Une âme blanche comme neigeGeorges Orwell, 1984, 1949

 

Les pieds de Winston, sous la table s’agitaient convulsivement. Il n’avait pas bougé son siège, mais en esprit, il courait, il courait de toutes ses forces. Il était avec la foule au-dehors et s’assourdissait lui-même de hourras. Il regarda encore le portrait de Big Brother, le colosse qui chevauchait le monde ! Le roc contre lequel les hordes asiatiques s’écrasaient elles-mêmes en vain ! Il pensa que dix minutes auparavant – oui, dix minutes seulement – il y avait encore de l’équivoque dans son cœur alors qu’il se demandait si les nouvelles du front annonceraient la victoire ou la défaite. Ah ! C’était plus qu’une armée eurasienne qui avait péri. Depuis le premier jour passé au ministère de l’Amour, il avait beaucoup changé, mais le changement final, indispensable, qui le guérirait, ne s’était jamais jusqu’alors produit.

La voix du télécran déversait encore son histoire de prisonniers, de butin et de carnage, mais le vacarme extérieur s’était un peu apaisé. Les garçons revenaient à leur service. L’un d’eux s’approcha de Winston avec la bouteille de gin. Winston, plongé dans un rêve heureux, ne faisait aucunement attention à son verre que l’on remplissait. Il ne courait ni n’applaudissait plus. Il était de retour au ministère de l’Amour. Tout était pardonné et son âme était blanche comme neige. Il se voyait au banc des prévenus. Il confessait tout, il accusait tout le monde. Il longeait le couloir carrelé de blanc, avec l’impression de marcher au soleil, un garde armé derrière lui. La balle longtemps attendue lui entrait dans la nuque.

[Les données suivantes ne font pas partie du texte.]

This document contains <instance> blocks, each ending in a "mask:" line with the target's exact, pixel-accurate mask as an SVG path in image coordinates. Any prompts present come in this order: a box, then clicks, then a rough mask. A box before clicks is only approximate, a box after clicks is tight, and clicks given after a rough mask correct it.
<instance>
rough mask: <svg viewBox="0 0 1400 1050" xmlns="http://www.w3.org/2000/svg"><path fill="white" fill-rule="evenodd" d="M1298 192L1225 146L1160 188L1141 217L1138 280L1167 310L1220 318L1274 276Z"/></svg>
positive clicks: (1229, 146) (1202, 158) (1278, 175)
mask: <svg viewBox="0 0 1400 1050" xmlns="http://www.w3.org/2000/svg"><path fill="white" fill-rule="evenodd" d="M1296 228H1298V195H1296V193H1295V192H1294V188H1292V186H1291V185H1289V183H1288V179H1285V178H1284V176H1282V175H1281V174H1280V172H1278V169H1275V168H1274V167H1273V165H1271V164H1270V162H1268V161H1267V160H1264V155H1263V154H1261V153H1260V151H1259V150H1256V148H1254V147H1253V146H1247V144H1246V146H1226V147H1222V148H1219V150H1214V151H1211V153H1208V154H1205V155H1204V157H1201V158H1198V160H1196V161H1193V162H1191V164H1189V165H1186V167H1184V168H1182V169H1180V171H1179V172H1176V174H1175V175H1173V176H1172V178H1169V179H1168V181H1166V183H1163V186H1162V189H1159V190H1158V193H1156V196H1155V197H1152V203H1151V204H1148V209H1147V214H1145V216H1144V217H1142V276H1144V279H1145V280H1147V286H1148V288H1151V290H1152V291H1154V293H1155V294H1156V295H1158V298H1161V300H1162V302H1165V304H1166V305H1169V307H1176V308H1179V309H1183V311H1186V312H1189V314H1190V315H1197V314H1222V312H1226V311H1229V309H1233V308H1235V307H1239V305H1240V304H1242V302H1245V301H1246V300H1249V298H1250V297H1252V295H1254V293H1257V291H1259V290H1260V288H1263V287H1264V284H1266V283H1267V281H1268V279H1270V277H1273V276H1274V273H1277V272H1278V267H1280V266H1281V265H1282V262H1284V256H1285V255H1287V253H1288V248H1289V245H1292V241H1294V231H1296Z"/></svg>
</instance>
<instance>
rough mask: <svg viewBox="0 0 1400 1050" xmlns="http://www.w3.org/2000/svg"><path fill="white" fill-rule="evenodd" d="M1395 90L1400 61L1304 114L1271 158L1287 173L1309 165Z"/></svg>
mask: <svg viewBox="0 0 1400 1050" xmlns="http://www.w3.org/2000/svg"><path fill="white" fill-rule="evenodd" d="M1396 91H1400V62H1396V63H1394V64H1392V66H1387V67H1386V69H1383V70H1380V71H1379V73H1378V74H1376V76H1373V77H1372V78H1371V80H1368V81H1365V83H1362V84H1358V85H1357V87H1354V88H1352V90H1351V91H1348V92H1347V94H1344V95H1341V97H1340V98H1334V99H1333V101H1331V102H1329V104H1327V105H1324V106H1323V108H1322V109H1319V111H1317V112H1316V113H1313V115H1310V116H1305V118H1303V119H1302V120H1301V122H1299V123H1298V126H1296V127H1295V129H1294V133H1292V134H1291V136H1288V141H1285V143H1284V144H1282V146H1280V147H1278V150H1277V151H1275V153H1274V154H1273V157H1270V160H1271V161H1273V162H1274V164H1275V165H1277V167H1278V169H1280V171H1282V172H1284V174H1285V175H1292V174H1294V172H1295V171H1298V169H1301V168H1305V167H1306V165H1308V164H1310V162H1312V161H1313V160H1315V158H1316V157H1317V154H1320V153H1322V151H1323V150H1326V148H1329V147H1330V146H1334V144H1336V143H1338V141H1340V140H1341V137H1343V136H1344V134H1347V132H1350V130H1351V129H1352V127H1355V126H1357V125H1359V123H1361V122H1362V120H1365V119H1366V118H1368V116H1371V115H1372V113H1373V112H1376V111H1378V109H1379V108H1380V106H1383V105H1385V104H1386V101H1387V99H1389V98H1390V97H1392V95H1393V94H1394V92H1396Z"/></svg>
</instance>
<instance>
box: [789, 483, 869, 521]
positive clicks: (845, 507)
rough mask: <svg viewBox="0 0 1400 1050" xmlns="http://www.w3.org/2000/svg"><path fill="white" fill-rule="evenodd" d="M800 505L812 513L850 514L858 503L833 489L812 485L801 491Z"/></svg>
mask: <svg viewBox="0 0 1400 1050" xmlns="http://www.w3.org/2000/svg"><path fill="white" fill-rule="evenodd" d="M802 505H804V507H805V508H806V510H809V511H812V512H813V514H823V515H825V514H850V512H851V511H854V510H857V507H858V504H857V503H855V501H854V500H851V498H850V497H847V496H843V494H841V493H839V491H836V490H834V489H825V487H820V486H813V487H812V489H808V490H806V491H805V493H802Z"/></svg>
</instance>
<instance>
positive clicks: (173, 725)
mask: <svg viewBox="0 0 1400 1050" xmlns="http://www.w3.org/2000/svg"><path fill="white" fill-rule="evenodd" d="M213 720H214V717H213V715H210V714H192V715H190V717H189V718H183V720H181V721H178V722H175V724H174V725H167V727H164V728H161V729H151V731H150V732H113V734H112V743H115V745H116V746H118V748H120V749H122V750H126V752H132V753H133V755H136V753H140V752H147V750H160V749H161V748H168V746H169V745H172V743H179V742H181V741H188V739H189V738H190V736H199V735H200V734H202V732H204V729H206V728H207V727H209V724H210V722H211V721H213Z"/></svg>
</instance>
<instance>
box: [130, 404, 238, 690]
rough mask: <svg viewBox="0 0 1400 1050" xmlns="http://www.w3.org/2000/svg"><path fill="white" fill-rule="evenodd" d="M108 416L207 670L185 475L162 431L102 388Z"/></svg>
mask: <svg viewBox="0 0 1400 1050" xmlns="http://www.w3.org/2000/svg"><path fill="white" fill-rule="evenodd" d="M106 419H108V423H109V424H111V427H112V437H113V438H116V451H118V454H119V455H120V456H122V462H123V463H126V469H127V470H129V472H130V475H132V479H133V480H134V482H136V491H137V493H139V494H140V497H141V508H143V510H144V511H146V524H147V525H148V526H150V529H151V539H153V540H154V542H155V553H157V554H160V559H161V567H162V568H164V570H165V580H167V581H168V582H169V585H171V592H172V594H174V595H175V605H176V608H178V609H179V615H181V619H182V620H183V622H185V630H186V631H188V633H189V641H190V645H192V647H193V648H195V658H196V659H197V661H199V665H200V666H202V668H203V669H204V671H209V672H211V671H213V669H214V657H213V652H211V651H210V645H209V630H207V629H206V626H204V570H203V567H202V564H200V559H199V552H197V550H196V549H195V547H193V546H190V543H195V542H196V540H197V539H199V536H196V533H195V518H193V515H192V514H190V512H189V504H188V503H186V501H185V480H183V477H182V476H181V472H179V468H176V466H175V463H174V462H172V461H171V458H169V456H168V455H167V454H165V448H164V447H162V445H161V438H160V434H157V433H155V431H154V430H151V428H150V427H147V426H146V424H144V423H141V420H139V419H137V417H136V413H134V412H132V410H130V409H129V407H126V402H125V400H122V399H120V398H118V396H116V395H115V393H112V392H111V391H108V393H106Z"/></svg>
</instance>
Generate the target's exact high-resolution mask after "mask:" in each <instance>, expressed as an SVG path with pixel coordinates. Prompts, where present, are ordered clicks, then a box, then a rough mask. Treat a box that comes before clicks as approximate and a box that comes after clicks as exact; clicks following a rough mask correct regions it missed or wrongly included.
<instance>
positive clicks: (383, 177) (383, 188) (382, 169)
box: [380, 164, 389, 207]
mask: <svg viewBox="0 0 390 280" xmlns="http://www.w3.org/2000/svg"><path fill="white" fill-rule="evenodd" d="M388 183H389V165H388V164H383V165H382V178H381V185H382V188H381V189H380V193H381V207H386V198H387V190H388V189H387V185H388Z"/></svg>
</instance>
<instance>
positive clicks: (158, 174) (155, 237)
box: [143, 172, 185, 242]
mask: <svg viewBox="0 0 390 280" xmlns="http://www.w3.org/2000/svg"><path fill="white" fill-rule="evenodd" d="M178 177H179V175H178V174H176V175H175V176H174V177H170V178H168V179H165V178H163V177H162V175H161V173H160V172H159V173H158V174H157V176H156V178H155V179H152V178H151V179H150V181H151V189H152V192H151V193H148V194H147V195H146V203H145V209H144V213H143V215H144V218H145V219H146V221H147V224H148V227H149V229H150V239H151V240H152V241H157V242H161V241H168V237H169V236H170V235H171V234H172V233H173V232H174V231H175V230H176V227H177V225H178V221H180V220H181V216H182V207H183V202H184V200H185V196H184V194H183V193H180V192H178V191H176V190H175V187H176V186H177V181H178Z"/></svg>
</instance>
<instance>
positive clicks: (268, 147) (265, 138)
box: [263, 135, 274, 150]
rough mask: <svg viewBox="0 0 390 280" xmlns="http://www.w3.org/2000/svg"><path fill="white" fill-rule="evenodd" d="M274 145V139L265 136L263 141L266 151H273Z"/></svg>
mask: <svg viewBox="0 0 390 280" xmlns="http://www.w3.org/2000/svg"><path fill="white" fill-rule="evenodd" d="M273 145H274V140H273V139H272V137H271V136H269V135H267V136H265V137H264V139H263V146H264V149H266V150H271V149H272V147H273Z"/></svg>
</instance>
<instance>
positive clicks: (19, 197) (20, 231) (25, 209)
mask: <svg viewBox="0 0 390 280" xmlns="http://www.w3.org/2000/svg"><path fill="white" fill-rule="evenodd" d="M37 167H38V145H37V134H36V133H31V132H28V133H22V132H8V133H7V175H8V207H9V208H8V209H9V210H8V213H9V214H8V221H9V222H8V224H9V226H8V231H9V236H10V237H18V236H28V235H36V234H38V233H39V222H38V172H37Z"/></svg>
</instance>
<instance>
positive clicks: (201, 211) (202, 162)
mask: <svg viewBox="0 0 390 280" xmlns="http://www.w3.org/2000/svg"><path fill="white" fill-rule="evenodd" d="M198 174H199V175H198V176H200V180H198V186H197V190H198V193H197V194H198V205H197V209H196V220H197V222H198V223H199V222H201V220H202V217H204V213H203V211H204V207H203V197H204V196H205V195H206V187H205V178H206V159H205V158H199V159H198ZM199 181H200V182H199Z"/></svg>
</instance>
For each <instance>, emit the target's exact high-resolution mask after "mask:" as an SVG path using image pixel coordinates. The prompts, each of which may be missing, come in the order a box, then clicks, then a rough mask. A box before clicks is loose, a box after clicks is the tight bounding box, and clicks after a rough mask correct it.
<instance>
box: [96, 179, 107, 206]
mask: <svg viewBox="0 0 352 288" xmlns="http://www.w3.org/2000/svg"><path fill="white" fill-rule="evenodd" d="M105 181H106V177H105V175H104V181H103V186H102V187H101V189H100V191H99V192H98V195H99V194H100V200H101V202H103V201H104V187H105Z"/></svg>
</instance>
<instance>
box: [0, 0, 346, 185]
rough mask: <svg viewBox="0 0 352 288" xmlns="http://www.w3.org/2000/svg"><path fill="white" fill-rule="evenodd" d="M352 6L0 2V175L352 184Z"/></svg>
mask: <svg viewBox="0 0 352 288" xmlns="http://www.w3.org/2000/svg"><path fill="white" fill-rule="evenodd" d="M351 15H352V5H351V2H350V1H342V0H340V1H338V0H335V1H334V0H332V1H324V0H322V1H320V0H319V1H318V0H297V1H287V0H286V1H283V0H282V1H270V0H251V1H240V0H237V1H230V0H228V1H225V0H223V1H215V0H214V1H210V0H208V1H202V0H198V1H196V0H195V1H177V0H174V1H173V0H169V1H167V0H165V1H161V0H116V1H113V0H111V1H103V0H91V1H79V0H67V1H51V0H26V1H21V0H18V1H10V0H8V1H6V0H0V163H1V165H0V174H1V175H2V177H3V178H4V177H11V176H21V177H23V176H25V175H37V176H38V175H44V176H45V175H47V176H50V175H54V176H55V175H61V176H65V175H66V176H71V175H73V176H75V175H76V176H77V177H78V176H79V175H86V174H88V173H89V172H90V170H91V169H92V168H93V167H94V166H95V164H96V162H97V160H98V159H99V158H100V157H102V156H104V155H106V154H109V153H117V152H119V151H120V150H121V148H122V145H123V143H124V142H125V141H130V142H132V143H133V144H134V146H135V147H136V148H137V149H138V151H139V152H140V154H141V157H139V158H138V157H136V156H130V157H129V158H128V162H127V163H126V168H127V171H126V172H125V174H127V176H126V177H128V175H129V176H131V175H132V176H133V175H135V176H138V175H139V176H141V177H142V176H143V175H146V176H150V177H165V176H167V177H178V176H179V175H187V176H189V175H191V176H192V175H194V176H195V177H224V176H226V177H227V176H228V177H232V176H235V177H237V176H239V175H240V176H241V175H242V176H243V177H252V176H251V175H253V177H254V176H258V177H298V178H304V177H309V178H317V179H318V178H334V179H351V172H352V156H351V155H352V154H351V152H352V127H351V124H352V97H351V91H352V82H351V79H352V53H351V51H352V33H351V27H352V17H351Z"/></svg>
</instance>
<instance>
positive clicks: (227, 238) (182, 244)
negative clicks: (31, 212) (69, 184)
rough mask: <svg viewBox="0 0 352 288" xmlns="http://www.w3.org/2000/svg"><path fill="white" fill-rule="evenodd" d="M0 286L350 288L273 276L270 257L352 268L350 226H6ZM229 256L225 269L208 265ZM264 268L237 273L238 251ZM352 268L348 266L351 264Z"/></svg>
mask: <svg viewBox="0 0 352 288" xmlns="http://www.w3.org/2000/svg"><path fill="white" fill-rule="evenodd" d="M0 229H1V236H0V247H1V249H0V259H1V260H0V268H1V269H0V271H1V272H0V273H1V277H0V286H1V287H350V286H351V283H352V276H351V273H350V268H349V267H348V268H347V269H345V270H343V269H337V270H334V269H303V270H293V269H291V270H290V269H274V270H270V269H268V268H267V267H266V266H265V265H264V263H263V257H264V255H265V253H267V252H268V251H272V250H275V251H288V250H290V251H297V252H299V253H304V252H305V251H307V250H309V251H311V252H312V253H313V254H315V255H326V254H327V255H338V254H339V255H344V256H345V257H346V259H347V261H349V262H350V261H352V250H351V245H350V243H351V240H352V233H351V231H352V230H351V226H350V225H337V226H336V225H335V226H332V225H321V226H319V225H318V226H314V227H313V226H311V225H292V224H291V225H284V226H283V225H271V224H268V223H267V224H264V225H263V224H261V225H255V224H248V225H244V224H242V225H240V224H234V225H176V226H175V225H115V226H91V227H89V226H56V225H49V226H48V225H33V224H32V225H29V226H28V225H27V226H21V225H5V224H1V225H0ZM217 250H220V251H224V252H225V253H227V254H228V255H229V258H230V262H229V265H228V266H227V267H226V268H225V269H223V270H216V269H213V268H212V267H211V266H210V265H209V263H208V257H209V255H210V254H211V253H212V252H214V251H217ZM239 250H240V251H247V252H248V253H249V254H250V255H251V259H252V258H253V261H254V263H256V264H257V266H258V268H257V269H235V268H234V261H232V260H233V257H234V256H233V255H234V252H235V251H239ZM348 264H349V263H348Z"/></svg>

Il regarda l’énorme farce. Il lui avait fallu quarante ans pour savoir quelle sorte de sourire se cachait sous la moustache noire. O cruelle, inutile incompréhension ! Obstiné ! volontairement exilé de la poitrine aimante ! Deux larmes empestées de gin lui coulèrent de chaque côté du nez. Mais il allait bien, tout allait bien.

LA LUTTE ETAIT TERMINEE.

IL AVAIT REMPORTE LA VICTOIRE SUR LUI-MEME.

IL AIMAIT BIG BROTHER.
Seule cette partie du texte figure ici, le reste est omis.